Sherri-Lynne Pharand, Director of Education, added, “Senior Administration, Trustees and I are so pleased to welcome Chantal to our team. Her many years of administrative experience, her integrity and her passion for both student and staff learning will enable KP to continue to provide the best possible education for all.”
Lillian Berg PS Receives Grant for Commemorating the History and Legacy of Residential Schools
Media Release - November 10, 2020
The Keewatin-Patricia District School Board (KPDSB) and Lillian Berg Public School are honoured to share that Lillian Berg Public School, in partnership with Grassy Narrows First Nation and the Municipality of Machin, has received a $6000.00 grant to support commemorating the history and legacy of residential schools.
The grant money will be used to cover the costs of yard maintenance at the McIntosh Indian Residential School Memorial site, which now belongs to Grassy Narrows First Nation, as well as to purchase books and resources about the history of residential schools for a community book club and for Lillian Berg Public School. The school also hopes to use some of the money to host a special Orange Shirt Day ceremony next October at the McIntosh Indian Residential School Memorial site.
Chief Randy Fobister, Grassy Narrows First Nation, stated, “I always support any initiatives that help the community in any way and especially the history of residential schools that has to be remembered for generations to come.
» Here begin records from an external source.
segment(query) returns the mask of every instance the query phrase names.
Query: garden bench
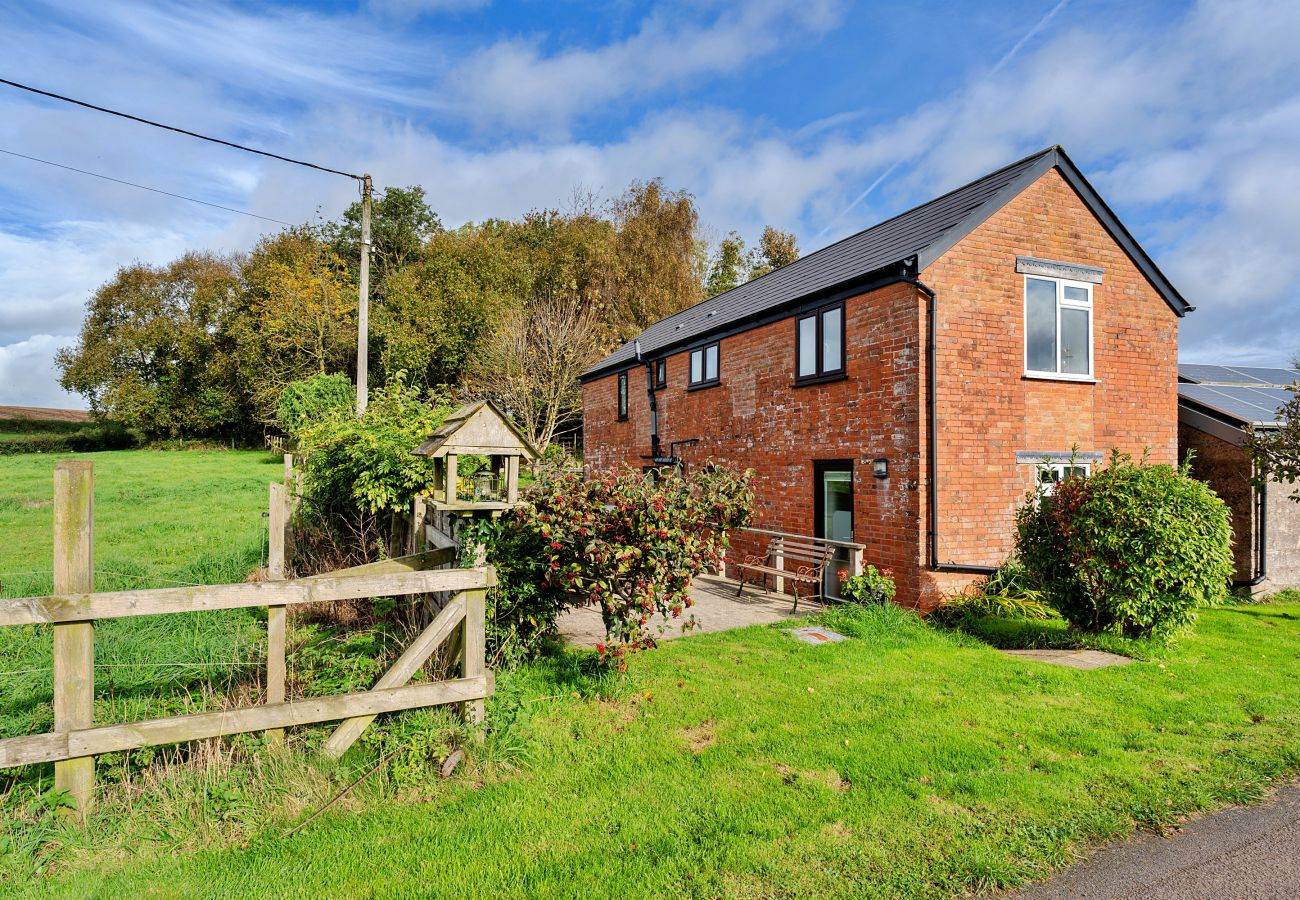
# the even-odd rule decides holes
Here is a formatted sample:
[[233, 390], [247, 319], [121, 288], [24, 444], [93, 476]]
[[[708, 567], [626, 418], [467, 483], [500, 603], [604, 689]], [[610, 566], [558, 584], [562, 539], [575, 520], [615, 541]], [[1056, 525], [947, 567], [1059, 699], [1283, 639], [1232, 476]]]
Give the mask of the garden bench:
[[[792, 582], [794, 589], [794, 606], [791, 612], [799, 609], [799, 585], [816, 585], [816, 592], [821, 593], [822, 575], [826, 566], [835, 558], [835, 548], [825, 544], [791, 541], [776, 538], [767, 545], [767, 552], [761, 556], [745, 555], [745, 561], [736, 563], [740, 576], [740, 586], [736, 588], [739, 597], [745, 585], [751, 580], [767, 586], [767, 576], [785, 578]], [[787, 562], [794, 563], [794, 568], [783, 568]], [[779, 565], [778, 565], [779, 564]], [[810, 592], [811, 596], [811, 592]]]

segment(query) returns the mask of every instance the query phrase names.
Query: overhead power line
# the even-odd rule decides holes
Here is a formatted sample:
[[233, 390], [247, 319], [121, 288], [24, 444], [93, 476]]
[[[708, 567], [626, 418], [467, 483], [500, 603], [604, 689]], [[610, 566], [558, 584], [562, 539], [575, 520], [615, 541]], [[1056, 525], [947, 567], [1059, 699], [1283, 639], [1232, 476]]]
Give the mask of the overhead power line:
[[152, 125], [154, 128], [162, 128], [165, 131], [174, 131], [177, 134], [188, 135], [192, 138], [198, 138], [201, 141], [209, 141], [213, 144], [221, 144], [223, 147], [233, 147], [236, 150], [243, 150], [245, 153], [256, 153], [258, 156], [269, 156], [271, 159], [278, 159], [281, 162], [293, 163], [295, 166], [305, 166], [308, 169], [316, 169], [320, 172], [329, 172], [331, 175], [342, 175], [344, 178], [351, 178], [356, 181], [361, 180], [360, 175], [353, 175], [351, 172], [343, 172], [339, 169], [331, 169], [328, 166], [318, 166], [316, 163], [306, 162], [301, 159], [293, 159], [288, 156], [281, 156], [278, 153], [271, 153], [268, 150], [258, 150], [256, 147], [246, 147], [243, 144], [236, 144], [233, 141], [225, 141], [221, 138], [209, 137], [206, 134], [199, 134], [197, 131], [189, 131], [184, 128], [177, 128], [175, 125], [165, 125], [162, 122], [155, 122], [152, 119], [144, 119], [140, 116], [133, 116], [130, 113], [119, 112], [116, 109], [109, 109], [106, 106], [96, 106], [93, 103], [87, 103], [84, 100], [76, 100], [72, 97], [65, 97], [62, 94], [55, 94], [50, 91], [43, 91], [40, 88], [32, 87], [29, 84], [21, 84], [17, 81], [10, 81], [7, 78], [0, 78], [0, 84], [7, 84], [10, 87], [18, 88], [20, 91], [29, 91], [33, 94], [39, 94], [42, 97], [49, 97], [53, 100], [62, 100], [64, 103], [71, 103], [75, 106], [82, 106], [86, 109], [93, 109], [97, 112], [108, 113], [110, 116], [117, 116], [122, 119], [130, 119], [132, 122], [139, 122], [142, 125]]
[[220, 203], [209, 203], [207, 200], [199, 200], [197, 197], [186, 197], [184, 194], [173, 194], [171, 191], [164, 191], [160, 188], [149, 187], [147, 184], [136, 184], [134, 181], [123, 181], [121, 178], [114, 178], [111, 175], [101, 175], [99, 172], [90, 172], [86, 169], [78, 169], [75, 166], [65, 166], [63, 163], [50, 162], [48, 159], [40, 159], [35, 156], [28, 156], [25, 153], [15, 153], [12, 150], [6, 150], [0, 147], [0, 153], [7, 153], [10, 156], [17, 156], [19, 159], [29, 159], [32, 162], [38, 162], [47, 166], [54, 166], [57, 169], [67, 169], [69, 172], [78, 172], [82, 175], [90, 175], [95, 178], [102, 178], [105, 181], [112, 181], [117, 184], [124, 184], [127, 187], [139, 188], [142, 191], [152, 191], [155, 194], [163, 194], [167, 197], [175, 197], [177, 200], [188, 200], [190, 203], [200, 203], [204, 206], [211, 206], [213, 209], [223, 209], [226, 212], [232, 212], [241, 216], [248, 216], [252, 219], [261, 219], [265, 222], [274, 222], [277, 225], [287, 225], [292, 228], [292, 222], [283, 222], [280, 219], [272, 219], [270, 216], [259, 216], [257, 213], [246, 212], [242, 209], [235, 209], [232, 206], [222, 206]]

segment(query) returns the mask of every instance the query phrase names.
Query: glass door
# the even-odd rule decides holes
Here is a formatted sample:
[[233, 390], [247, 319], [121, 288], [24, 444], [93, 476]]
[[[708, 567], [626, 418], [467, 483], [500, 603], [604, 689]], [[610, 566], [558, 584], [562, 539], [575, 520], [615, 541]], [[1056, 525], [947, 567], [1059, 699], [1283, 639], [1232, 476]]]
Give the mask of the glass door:
[[[834, 541], [853, 540], [852, 461], [818, 460], [813, 463], [813, 471], [816, 536]], [[848, 568], [848, 559], [847, 549], [836, 550], [835, 558], [826, 567], [823, 577], [823, 596], [839, 599], [840, 572]]]

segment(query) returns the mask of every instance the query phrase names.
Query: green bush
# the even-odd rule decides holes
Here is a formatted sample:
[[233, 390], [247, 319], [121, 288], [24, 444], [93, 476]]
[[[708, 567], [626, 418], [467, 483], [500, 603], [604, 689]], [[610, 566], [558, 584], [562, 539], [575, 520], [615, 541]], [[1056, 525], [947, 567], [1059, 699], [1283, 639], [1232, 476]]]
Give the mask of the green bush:
[[357, 389], [348, 376], [313, 375], [285, 385], [276, 424], [297, 437], [318, 422], [350, 412], [356, 400]]
[[840, 582], [840, 596], [854, 603], [888, 603], [894, 599], [898, 588], [888, 570], [880, 571], [867, 566], [861, 575], [853, 575]]
[[1057, 618], [1046, 594], [1025, 568], [1012, 557], [998, 570], [944, 599], [930, 617], [944, 625], [955, 625], [971, 616], [997, 619], [1043, 621]]
[[455, 407], [426, 397], [397, 373], [370, 397], [365, 415], [326, 417], [299, 435], [312, 506], [326, 516], [355, 520], [358, 513], [405, 515], [433, 484], [433, 459], [411, 451]]
[[1181, 468], [1114, 452], [1017, 515], [1017, 556], [1072, 625], [1165, 636], [1222, 601], [1232, 576], [1228, 508]]
[[[62, 424], [62, 423], [60, 423]], [[0, 456], [18, 453], [94, 453], [99, 450], [129, 450], [139, 444], [137, 436], [116, 422], [82, 424], [75, 430], [24, 433], [20, 438], [0, 441]]]

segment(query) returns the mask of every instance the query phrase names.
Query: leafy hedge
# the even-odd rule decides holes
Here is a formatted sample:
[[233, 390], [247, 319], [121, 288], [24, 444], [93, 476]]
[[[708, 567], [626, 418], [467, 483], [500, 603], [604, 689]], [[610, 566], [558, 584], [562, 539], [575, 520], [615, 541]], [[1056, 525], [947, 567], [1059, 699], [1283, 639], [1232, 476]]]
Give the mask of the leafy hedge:
[[1090, 631], [1164, 636], [1224, 599], [1228, 508], [1180, 468], [1115, 452], [1087, 478], [1026, 504], [1016, 552], [1048, 601]]
[[[19, 420], [22, 421], [22, 420]], [[29, 421], [29, 420], [28, 420]], [[68, 423], [54, 424], [57, 430], [27, 431], [0, 423], [0, 431], [15, 431], [22, 437], [0, 441], [0, 456], [19, 453], [92, 453], [97, 450], [129, 450], [140, 442], [136, 435], [115, 422], [81, 423], [67, 428]]]
[[313, 375], [293, 381], [280, 394], [276, 424], [297, 437], [312, 425], [350, 412], [357, 389], [346, 375]]

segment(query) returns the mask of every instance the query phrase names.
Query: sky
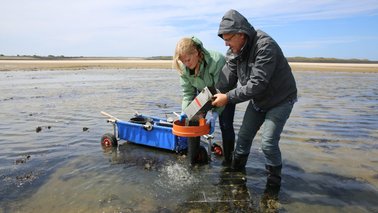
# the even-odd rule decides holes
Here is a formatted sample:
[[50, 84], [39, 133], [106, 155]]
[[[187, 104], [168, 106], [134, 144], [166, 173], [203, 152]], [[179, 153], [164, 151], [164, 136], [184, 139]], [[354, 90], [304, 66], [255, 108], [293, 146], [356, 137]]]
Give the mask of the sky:
[[222, 16], [238, 10], [286, 57], [378, 61], [378, 0], [0, 0], [0, 54], [172, 56], [196, 36], [225, 53]]

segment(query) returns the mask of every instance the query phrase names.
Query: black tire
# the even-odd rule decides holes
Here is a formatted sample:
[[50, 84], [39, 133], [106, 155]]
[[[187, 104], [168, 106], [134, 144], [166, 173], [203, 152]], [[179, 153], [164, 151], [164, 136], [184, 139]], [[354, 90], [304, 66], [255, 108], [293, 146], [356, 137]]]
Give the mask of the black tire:
[[201, 146], [200, 142], [201, 137], [188, 138], [188, 157], [191, 165], [209, 162], [206, 148]]
[[200, 146], [200, 148], [198, 150], [197, 163], [198, 164], [207, 164], [207, 163], [209, 163], [209, 156], [207, 155], [206, 148], [203, 147], [203, 146]]
[[118, 141], [117, 138], [112, 133], [105, 133], [101, 137], [101, 145], [105, 147], [117, 147]]

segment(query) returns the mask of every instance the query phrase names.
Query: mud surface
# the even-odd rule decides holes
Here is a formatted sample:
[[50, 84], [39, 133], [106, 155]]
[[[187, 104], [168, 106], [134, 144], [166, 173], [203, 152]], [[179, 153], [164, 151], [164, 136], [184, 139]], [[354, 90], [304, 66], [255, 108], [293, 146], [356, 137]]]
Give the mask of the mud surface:
[[[378, 74], [295, 76], [282, 189], [261, 203], [260, 135], [245, 174], [214, 156], [189, 167], [183, 155], [124, 141], [101, 147], [113, 128], [100, 111], [124, 120], [180, 112], [175, 71], [0, 72], [0, 212], [376, 212]], [[237, 107], [236, 130], [245, 107]]]

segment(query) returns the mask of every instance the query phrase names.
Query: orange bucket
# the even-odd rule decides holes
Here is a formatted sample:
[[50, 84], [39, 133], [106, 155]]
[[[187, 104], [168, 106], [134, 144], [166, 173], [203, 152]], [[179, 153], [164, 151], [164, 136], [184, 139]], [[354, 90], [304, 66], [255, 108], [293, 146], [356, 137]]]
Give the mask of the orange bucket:
[[173, 122], [172, 133], [181, 137], [198, 137], [209, 134], [210, 126], [206, 124], [206, 119], [200, 118], [198, 126], [185, 126], [185, 121], [176, 120]]

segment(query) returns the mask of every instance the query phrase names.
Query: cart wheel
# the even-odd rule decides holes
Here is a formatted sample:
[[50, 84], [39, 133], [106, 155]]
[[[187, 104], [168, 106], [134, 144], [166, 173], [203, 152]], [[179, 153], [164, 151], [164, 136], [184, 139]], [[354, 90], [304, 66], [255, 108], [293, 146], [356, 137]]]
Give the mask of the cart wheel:
[[105, 133], [101, 137], [101, 145], [105, 147], [117, 147], [117, 138], [114, 136], [114, 134]]
[[200, 137], [188, 138], [188, 156], [191, 165], [208, 163], [206, 148], [200, 145]]
[[213, 145], [213, 147], [212, 147], [212, 151], [213, 151], [214, 154], [217, 155], [217, 156], [222, 156], [222, 155], [223, 155], [222, 147], [220, 147], [220, 146], [218, 146], [218, 145]]
[[203, 146], [200, 146], [198, 150], [197, 158], [196, 158], [196, 163], [207, 164], [208, 162], [209, 162], [209, 158], [207, 156], [206, 148]]

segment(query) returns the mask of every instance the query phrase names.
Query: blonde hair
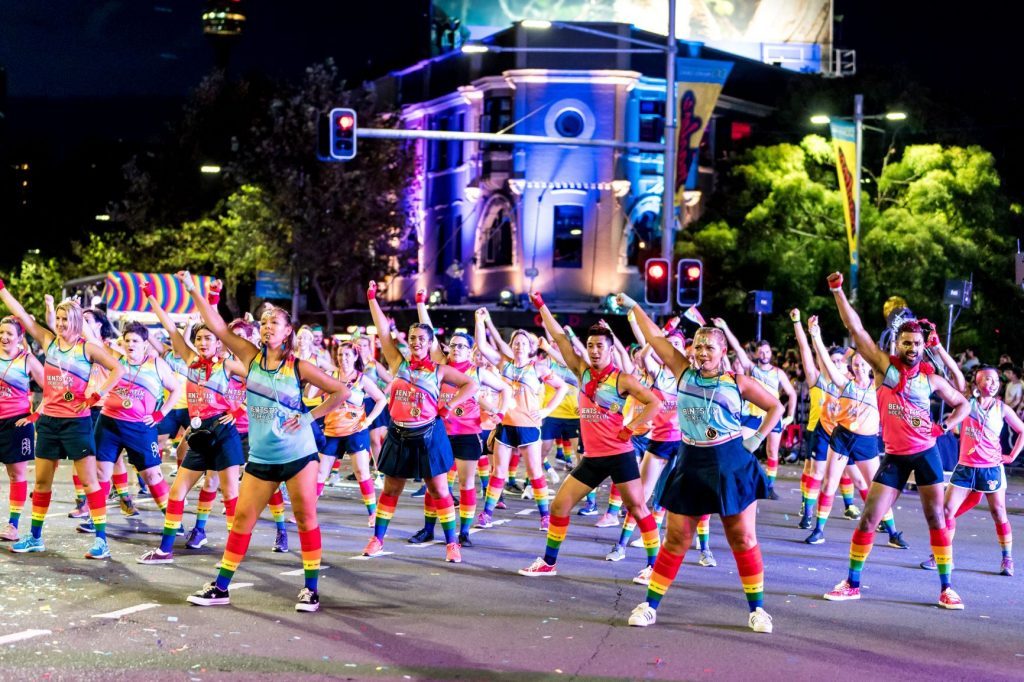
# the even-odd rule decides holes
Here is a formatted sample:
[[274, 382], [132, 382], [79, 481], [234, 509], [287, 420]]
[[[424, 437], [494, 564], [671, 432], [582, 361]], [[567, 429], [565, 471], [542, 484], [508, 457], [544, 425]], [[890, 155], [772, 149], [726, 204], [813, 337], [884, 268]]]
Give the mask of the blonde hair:
[[285, 310], [284, 308], [279, 308], [276, 305], [270, 306], [266, 310], [264, 310], [263, 314], [260, 315], [260, 321], [262, 322], [263, 319], [268, 315], [273, 315], [275, 317], [281, 318], [282, 320], [284, 320], [285, 324], [292, 328], [292, 333], [288, 334], [284, 338], [284, 348], [282, 349], [284, 351], [285, 357], [292, 355], [295, 352], [295, 325], [292, 324], [292, 316], [288, 313], [287, 310]]
[[696, 343], [698, 336], [713, 337], [716, 345], [721, 347], [723, 350], [729, 347], [729, 342], [725, 338], [725, 332], [718, 327], [701, 327], [693, 335], [693, 342]]
[[57, 308], [54, 312], [58, 313], [61, 310], [64, 311], [64, 314], [68, 318], [68, 331], [75, 336], [81, 336], [83, 324], [82, 306], [80, 306], [78, 301], [75, 299], [67, 298], [57, 304]]

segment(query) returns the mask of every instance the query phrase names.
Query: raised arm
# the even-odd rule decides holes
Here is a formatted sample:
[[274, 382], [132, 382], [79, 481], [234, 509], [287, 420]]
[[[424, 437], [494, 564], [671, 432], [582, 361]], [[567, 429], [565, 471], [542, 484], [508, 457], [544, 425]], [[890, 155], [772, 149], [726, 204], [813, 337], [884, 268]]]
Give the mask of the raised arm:
[[[647, 317], [646, 313], [644, 317]], [[641, 329], [643, 329], [643, 323], [641, 322], [640, 324]], [[661, 412], [661, 399], [654, 394], [654, 391], [641, 384], [636, 377], [620, 372], [619, 391], [633, 396], [638, 403], [644, 406], [640, 412], [633, 416], [632, 421], [623, 425], [624, 430], [633, 431], [634, 433], [643, 431], [643, 425], [650, 423]]]
[[[196, 286], [195, 278], [192, 277], [191, 273], [187, 271], [181, 271], [175, 274], [175, 277], [185, 287], [185, 291], [192, 297], [192, 301], [196, 304], [196, 308], [199, 310], [199, 314], [203, 318], [203, 322], [206, 323], [207, 328], [214, 335], [220, 339], [220, 342], [231, 351], [239, 362], [246, 367], [252, 363], [253, 359], [259, 354], [259, 349], [249, 341], [246, 341], [241, 336], [234, 334], [228, 329], [227, 322], [220, 316], [216, 306], [210, 305], [210, 302], [206, 300], [202, 292], [199, 291], [199, 287]], [[220, 281], [215, 281], [212, 285], [216, 291], [220, 291]], [[171, 337], [173, 340], [173, 336]], [[184, 342], [184, 339], [182, 339]], [[175, 352], [177, 352], [177, 346], [175, 346]], [[180, 353], [179, 353], [180, 355]], [[182, 356], [184, 357], [184, 356]]]
[[299, 374], [302, 376], [303, 381], [316, 386], [324, 393], [330, 394], [327, 397], [327, 400], [323, 401], [308, 412], [313, 419], [319, 419], [320, 417], [338, 409], [338, 406], [347, 400], [352, 394], [348, 389], [348, 386], [317, 367], [316, 363], [299, 360], [297, 364]]
[[740, 343], [739, 339], [736, 338], [736, 335], [732, 333], [731, 329], [729, 329], [729, 325], [726, 321], [720, 317], [712, 317], [711, 324], [722, 330], [722, 333], [725, 334], [726, 341], [729, 342], [729, 347], [732, 348], [734, 353], [736, 353], [736, 359], [739, 361], [740, 367], [743, 368], [744, 372], [750, 374], [750, 370], [754, 368], [754, 363], [750, 361], [750, 356], [747, 355], [747, 351], [743, 350], [743, 344]]
[[566, 336], [565, 330], [562, 329], [562, 325], [558, 324], [558, 321], [555, 320], [555, 316], [551, 314], [550, 310], [548, 310], [540, 292], [535, 291], [530, 294], [530, 300], [533, 301], [533, 305], [537, 307], [538, 311], [540, 311], [540, 319], [544, 324], [544, 329], [551, 335], [551, 338], [555, 340], [555, 345], [558, 346], [558, 350], [562, 354], [562, 359], [565, 360], [565, 366], [568, 367], [569, 371], [576, 376], [582, 374], [585, 367], [580, 363], [580, 359], [576, 355], [576, 349], [572, 347], [572, 341], [570, 341], [569, 337]]
[[369, 286], [366, 287], [366, 301], [370, 304], [370, 316], [373, 318], [373, 326], [379, 332], [380, 351], [384, 355], [388, 369], [395, 372], [398, 370], [398, 366], [402, 364], [402, 353], [395, 346], [394, 339], [391, 338], [391, 334], [388, 332], [391, 329], [391, 324], [388, 322], [384, 311], [380, 309], [380, 303], [377, 302], [377, 282], [370, 282]]
[[476, 394], [477, 383], [459, 370], [450, 365], [441, 365], [438, 371], [441, 373], [441, 381], [456, 388], [455, 395], [445, 405], [448, 409], [458, 407]]
[[53, 296], [43, 295], [43, 303], [46, 305], [46, 326], [51, 332], [57, 333], [57, 306], [54, 305]]
[[0, 279], [0, 301], [3, 301], [7, 309], [11, 311], [11, 314], [21, 322], [21, 326], [25, 328], [29, 336], [35, 339], [36, 343], [42, 346], [45, 351], [46, 347], [55, 338], [53, 332], [45, 329], [31, 315], [25, 312], [25, 308], [18, 302], [18, 299], [14, 298], [14, 294], [7, 290], [2, 279]]
[[[498, 413], [502, 416], [508, 414], [516, 406], [516, 393], [507, 381], [504, 381], [497, 374], [489, 369], [480, 368], [477, 370], [480, 383], [487, 388], [501, 394], [501, 402], [498, 403]], [[501, 421], [500, 419], [498, 421]]]
[[838, 272], [829, 275], [828, 288], [832, 290], [832, 295], [836, 299], [836, 307], [839, 309], [839, 317], [843, 319], [846, 331], [850, 332], [850, 336], [853, 337], [857, 352], [868, 361], [868, 364], [876, 372], [885, 372], [889, 369], [889, 356], [875, 344], [871, 335], [865, 331], [860, 315], [846, 299], [846, 292], [843, 291], [843, 276]]
[[501, 334], [498, 333], [498, 328], [494, 326], [494, 321], [491, 319], [490, 313], [487, 313], [487, 317], [484, 318], [484, 324], [487, 325], [487, 333], [491, 335], [491, 339], [494, 341], [494, 347], [499, 353], [511, 360], [512, 347], [505, 343], [505, 339], [501, 338]]
[[818, 383], [818, 377], [821, 376], [821, 373], [818, 371], [818, 365], [814, 361], [811, 345], [807, 342], [807, 334], [804, 333], [804, 328], [800, 324], [800, 310], [797, 308], [790, 310], [789, 319], [793, 321], [793, 334], [796, 336], [796, 346], [800, 351], [800, 364], [804, 368], [804, 377], [807, 379], [808, 386], [814, 386]]
[[[427, 312], [427, 290], [417, 289], [416, 290], [416, 316], [420, 320], [420, 324], [430, 325], [430, 328], [434, 328], [434, 323], [430, 321], [430, 313]], [[444, 363], [447, 358], [444, 355], [444, 351], [441, 350], [441, 344], [437, 341], [437, 335], [430, 342], [430, 359], [437, 364]]]
[[501, 353], [494, 350], [491, 344], [487, 341], [487, 320], [490, 319], [490, 315], [487, 312], [487, 308], [477, 308], [476, 310], [476, 347], [480, 350], [480, 354], [483, 355], [487, 362], [494, 366], [501, 363]]
[[[171, 320], [171, 316], [167, 314], [167, 311], [160, 307], [160, 304], [156, 300], [156, 290], [153, 288], [153, 285], [150, 282], [146, 282], [142, 285], [142, 291], [146, 294], [146, 300], [149, 302], [149, 307], [153, 311], [153, 314], [155, 314], [156, 318], [160, 320], [160, 325], [167, 332], [167, 338], [171, 342], [171, 348], [174, 349], [174, 354], [184, 360], [185, 364], [192, 364], [195, 362], [197, 357], [196, 352], [192, 350], [192, 347], [188, 345], [185, 337], [178, 331], [178, 328]], [[151, 334], [149, 338], [152, 341], [154, 337]], [[156, 346], [155, 343], [154, 347], [157, 348], [157, 350], [160, 350], [159, 346]]]
[[753, 452], [782, 419], [784, 410], [779, 399], [769, 393], [756, 379], [741, 374], [736, 377], [736, 384], [744, 400], [749, 400], [766, 412], [757, 431], [743, 439], [743, 447]]
[[[163, 409], [158, 410], [160, 413], [160, 419], [163, 419], [167, 416], [167, 413], [178, 404], [181, 397], [185, 395], [185, 384], [178, 381], [178, 377], [175, 376], [174, 370], [171, 369], [171, 366], [168, 365], [163, 358], [158, 357], [154, 362], [156, 363], [156, 373], [160, 377], [160, 381], [163, 384], [163, 387], [167, 389], [168, 393], [167, 400], [163, 403]], [[157, 415], [154, 414], [149, 417], [154, 424], [160, 421], [160, 419], [156, 419], [156, 416]]]
[[821, 340], [821, 327], [818, 326], [818, 316], [811, 315], [807, 318], [807, 329], [811, 333], [811, 341], [814, 343], [814, 351], [818, 354], [818, 362], [821, 363], [829, 381], [836, 385], [836, 388], [843, 390], [846, 384], [850, 383], [850, 377], [839, 371], [832, 356], [828, 354], [825, 342]]
[[384, 395], [384, 391], [377, 388], [377, 382], [365, 374], [362, 377], [362, 384], [363, 391], [373, 400], [373, 409], [370, 410], [370, 414], [363, 417], [363, 423], [369, 426], [381, 412], [388, 409], [388, 397]]
[[942, 364], [945, 365], [946, 373], [949, 375], [949, 381], [953, 384], [953, 388], [963, 393], [967, 390], [967, 380], [964, 379], [964, 373], [960, 371], [960, 365], [956, 363], [956, 360], [943, 347], [939, 334], [935, 331], [935, 325], [931, 321], [924, 319], [918, 320], [918, 322], [925, 332], [925, 352], [931, 352], [939, 356]]
[[108, 371], [107, 378], [102, 384], [95, 389], [91, 387], [85, 389], [85, 402], [91, 407], [105, 398], [114, 386], [117, 386], [117, 382], [124, 376], [124, 365], [115, 360], [114, 356], [108, 353], [101, 344], [92, 341], [85, 342], [85, 357]]
[[642, 341], [651, 344], [655, 352], [658, 353], [658, 357], [664, 361], [665, 366], [676, 377], [681, 377], [686, 368], [690, 366], [686, 355], [680, 353], [675, 349], [675, 346], [668, 342], [668, 339], [662, 335], [658, 325], [654, 324], [654, 320], [647, 316], [647, 313], [637, 305], [636, 301], [626, 294], [617, 294], [615, 301], [619, 306], [633, 314], [636, 324], [640, 328], [640, 335], [643, 337]]
[[32, 381], [36, 382], [36, 386], [45, 386], [46, 377], [43, 375], [43, 365], [32, 354], [32, 351], [25, 352], [25, 364], [28, 367], [29, 376], [32, 377]]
It is history where important life lessons can be learned. I welcome the beautification project and landscaping. The elders and community will be very thankful for that. Miigwetch.”
Shannon Elliott, Grade 7/8 Teacher and lead on the project, said, “It is hoped that through this project we will achieve increased awareness of the history and legacy of residential schools, not only across Canada, but in our own backyard. Our hope is for students, staff, and community members to gain a deeper understanding of the history and legacy of residential schools and the lasting impacts they have.”
Doris St. Jules, Principal of Lillian Berg Public School, added, “We are grateful for the support of Chief Randy Fobister and look forward to working together in the planning of a very special Orange Shirt Day ceremony next year.”
In the fall of 2019, Ms. Elliott’s Grade 7/8 class from Lillian Berg Public School in Vermilion Bay, visited the McIntosh Indian Residential School Memorial site, located just northwest of Vermilion Bay, ON, as part of a class study of residential schools in Canada. While at the memorial site, the students noticed that the grass around the memorial site was overgrown, which limited the access to it, and they felt a site with this much importance deserved more care.
The class initially started making plans to go back to the site in the spring and do some yard maintenance themselves, but their teacher had heard that the Department of Canadian Heritage was accepting grant applications for Commemorating the History & Legacy of Residential Schools. A proposal was put together and submitted in early April 2020 with the support of then Chief Rudy Turtle, Grassy Narrows First Nation, (which the McIntosh IRS Memorial site now belongs to), along with the Municipality of Machin, who agreed to provide workers and equipment to complete the yard maintenance.